Previous studies have linked the development of anti-HLA antibodies with chronic rejection of both heart and renal allografts. ^4,5 In this regard, previous studies from our group have shown that HLA-A mismatch and the development of anti-HLA class I antibodies after lung transplantation correlate with the earlier development of BOS. ^6,7 A more recent multicenter retrospective study also showed that the number of HLA-DR and HLA-A mismatches independently predicted the 1-year mortality rate after lung transplantation. ⁸ In addition, the total number of HLA mismatches independently predicted 3- and 5-year mortality rates after lung transplantation. However, other clinical parameters had a stronger effect in predicting the mortality rate 5 years after lung transplantation. ⁸

The chronic rejection of solid organ allografts appears to share similar properties. Each syndrome of rejection is characterized by a progressive deterioration of organ function with gradual fibrosis of the graft vasculature and parenchyma. The mechanism by which anti-HLA antibodies may result in the changes seen in chronic rejection in heart and renal allografts has not been elucidated. In addition, a causal relationship between the development of anti-HLA antibodies and BOS is yet to be defined. Recent studies have shown that binding of anti-HLA class I antibodies stimulates tyrosine phosphorylation and proliferation of endothelial cells. ^9,10 The studies described herein also show that binding of anti-HLA class I antibodies to airway epithelial cells (AECs) also induces intracellular signal transduction, which results in tyrosine phosphorylation and proliferation. The studies described herein indicate that anti-HLA antibodies may contribute to the development of BOS by binding to HLA class I molecules in the lung allograft epithelium and may directly activate these cells to produce fibrogenic growth factors in situ, resulting in the typical histopathology observed in obliterative bronchiolitis.

	Methods

Top Abstract Introduction Methods Results Discussion Appendix: Discussion References

 
Cells.
The A549 lung epithelial carcinoma cell line was obtained from the American Type Culture Collection (Manassas, Va).

Serum samples.
Pooled anti-HLA serum was obtained from 10 patients awaiting kidney transplantation with 100% reactivity against a reference panel consisting of lymphocytes from 50 unrelated individuals of known HLA antigen specificity. Anti-HLA⁺ sera from lung transplant recipients who had BOS at the time of the study (patients 1, 2, and 3) and anti-HLA^– sera from patients who were free of BOS at the time of the study (patients 4, 5, 6, and 7) were used. AB Rh⁺ normal human serum (NHS) was obtained from C-six Diagnostics (Germantown, Wis). All the lung transplant recipients included in this study were anti-HLA^– before the transplant. Anti-HLA antibody reactivity was determined by standard microcytoxicity assays. All of the sera were heat inactivated at 56°C for 30 minutes.

Antibodies.
The W6/32 mouse IgG monoclonal antibody specific for a framework determinant on the HLA class I molecule was obtained from the American Type Culture Collection. Mouse IgG, used as isotype control, was obtained from Jackson ImmunoResearch Laboratories (West Grove, Pa).

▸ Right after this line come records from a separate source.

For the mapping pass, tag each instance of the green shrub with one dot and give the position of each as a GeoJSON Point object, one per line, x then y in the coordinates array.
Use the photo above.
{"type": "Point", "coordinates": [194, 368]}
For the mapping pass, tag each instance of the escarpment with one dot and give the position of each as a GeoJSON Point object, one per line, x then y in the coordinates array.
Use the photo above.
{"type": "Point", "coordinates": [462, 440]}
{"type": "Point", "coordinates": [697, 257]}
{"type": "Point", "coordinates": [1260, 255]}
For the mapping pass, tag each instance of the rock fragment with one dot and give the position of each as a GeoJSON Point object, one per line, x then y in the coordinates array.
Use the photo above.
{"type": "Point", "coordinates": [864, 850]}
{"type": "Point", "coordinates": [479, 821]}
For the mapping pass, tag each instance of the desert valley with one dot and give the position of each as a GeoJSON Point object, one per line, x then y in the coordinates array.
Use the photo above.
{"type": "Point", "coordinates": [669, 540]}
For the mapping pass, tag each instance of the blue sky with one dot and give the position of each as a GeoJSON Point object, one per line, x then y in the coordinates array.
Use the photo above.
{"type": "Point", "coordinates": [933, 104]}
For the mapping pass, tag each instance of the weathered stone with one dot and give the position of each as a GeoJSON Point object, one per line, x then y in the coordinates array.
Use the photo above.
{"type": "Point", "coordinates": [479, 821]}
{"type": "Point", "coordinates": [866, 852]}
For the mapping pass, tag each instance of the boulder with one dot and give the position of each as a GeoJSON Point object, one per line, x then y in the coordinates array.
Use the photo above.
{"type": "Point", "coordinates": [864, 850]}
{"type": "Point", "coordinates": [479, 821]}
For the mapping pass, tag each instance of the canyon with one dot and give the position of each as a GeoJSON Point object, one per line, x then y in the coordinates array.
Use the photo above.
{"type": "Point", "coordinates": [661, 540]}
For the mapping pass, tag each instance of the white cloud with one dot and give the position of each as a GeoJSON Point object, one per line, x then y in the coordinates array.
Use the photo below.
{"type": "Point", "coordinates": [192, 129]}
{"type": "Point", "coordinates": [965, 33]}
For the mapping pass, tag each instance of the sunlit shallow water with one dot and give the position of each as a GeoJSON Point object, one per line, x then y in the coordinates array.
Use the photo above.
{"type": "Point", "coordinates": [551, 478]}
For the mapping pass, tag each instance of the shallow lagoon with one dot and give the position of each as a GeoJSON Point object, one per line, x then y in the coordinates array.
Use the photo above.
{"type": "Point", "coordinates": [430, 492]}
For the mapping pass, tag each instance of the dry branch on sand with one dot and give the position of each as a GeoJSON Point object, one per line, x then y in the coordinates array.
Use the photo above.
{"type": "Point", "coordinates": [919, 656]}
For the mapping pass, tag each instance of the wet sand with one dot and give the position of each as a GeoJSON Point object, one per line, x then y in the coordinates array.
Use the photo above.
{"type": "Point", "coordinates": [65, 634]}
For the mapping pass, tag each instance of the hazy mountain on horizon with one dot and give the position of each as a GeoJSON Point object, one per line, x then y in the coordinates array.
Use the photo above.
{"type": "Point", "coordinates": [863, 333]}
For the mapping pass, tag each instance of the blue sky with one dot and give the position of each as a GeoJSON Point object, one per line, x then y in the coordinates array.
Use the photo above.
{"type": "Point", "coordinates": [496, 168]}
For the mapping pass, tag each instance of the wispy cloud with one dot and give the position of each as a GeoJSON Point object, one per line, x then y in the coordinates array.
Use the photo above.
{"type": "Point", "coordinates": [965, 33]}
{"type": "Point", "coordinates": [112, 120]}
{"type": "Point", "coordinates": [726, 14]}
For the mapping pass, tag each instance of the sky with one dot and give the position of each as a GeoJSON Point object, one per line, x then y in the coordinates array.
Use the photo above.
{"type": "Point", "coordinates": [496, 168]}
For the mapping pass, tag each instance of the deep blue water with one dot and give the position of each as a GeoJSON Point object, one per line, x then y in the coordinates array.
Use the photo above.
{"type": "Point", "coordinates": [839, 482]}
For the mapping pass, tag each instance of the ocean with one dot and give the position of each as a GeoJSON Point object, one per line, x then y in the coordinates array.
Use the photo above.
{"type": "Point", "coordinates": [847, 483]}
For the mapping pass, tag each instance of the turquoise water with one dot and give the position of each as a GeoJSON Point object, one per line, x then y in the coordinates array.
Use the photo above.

Western blotting for phosphotyrosine.
The A549 cells were grown to 75% confluence in RPMI-1640 medium (Sigma, St Louis, Mo) supplemented with 15% fetal bovine serum (Biocell Laboratories, Rancho Dominguez, Calif), 25 mmol/L N-[2-hydroxyethyl]piperazine-N-[2-ethanesulfonic acid], 1 mmol/L sodium pyruvate, 2 mmol/L glutamine, 10 U/mL penicillin, and 10 µg/mL streptomycin (complete medium). After 24 hours, the medium was replaced with RPMI-1640 medium containing 1% fetal bovine serum (starvation medium). After 48 hours, the cells were harvested, and 5 x 10⁵ cells were placed in Eppendorf tubes. The samples were then treated for 5 and 10 minutes at 37°C, with starvation medium containing the W6/32 monoclonal antibody (10 µg/mL), mouse IgG (10 µg/mL), anti-HLA serum (1:4), or NHS (1:4). The tyrosine phosphorylation reactions were stopped by the addition of tris-hydroxymethyl-amino methane (TRIS)-buffered saline containing 5 µg/mL aprotinin, 10 µg/mL leupeptin, 10 µg/mL pepstatin, 2 mmol/L phenylmethylsulfonyl fluoride, 4 mmol/L ethylenediamine tetraacetic acid, 0.5 mmol/L zinc chloride, and 1 mmol/L sodium orthovanadate (stop buffer). The cells were washed once in stop buffer and then lysed in Laemmli sample buffer. The samples were then boiled for 5 minutes and centrifuged for 10 minutes at 14,000g. The samples were then electrophoresed under reducing conditions in a 4% to 20% gradient sodium dodecylsulfate–polyacrylamide gel electrophoresis. The gel was transferred to a nitrocellulose membrane and blocked in TRIS-buffered saline containing 0.5% Tween-20 and 5% bovine serum albumin for 1 hour. The membranes were then immunoblotted with the PY20 antiphosphotyrosine monoclonal antibody (1:1000) (Transduction Laboratories, Lexington, Ky) or the MOPC monoclonal antibody as isotype control (ICN Pharmaceuticals, Costa Mesa, Calif) for 1 hour. The membranes were then washed (3x) and blocked in TRIS-buffered saline containing 0.5% Tween-20 and 5% nonfat dry milk. After 1 hour, the membranes were incubated with horseradish peroxidase–conjugated goat anti-mouse IgG (1:5000; Organon Teknika, Durham, NC) for 1 hour. The membranes were then washed (3x), and the reaction was visualized by using the ECL Western Blot detection system according to the manufacturer’s instructions (Amersham, Buckinghamshire, England).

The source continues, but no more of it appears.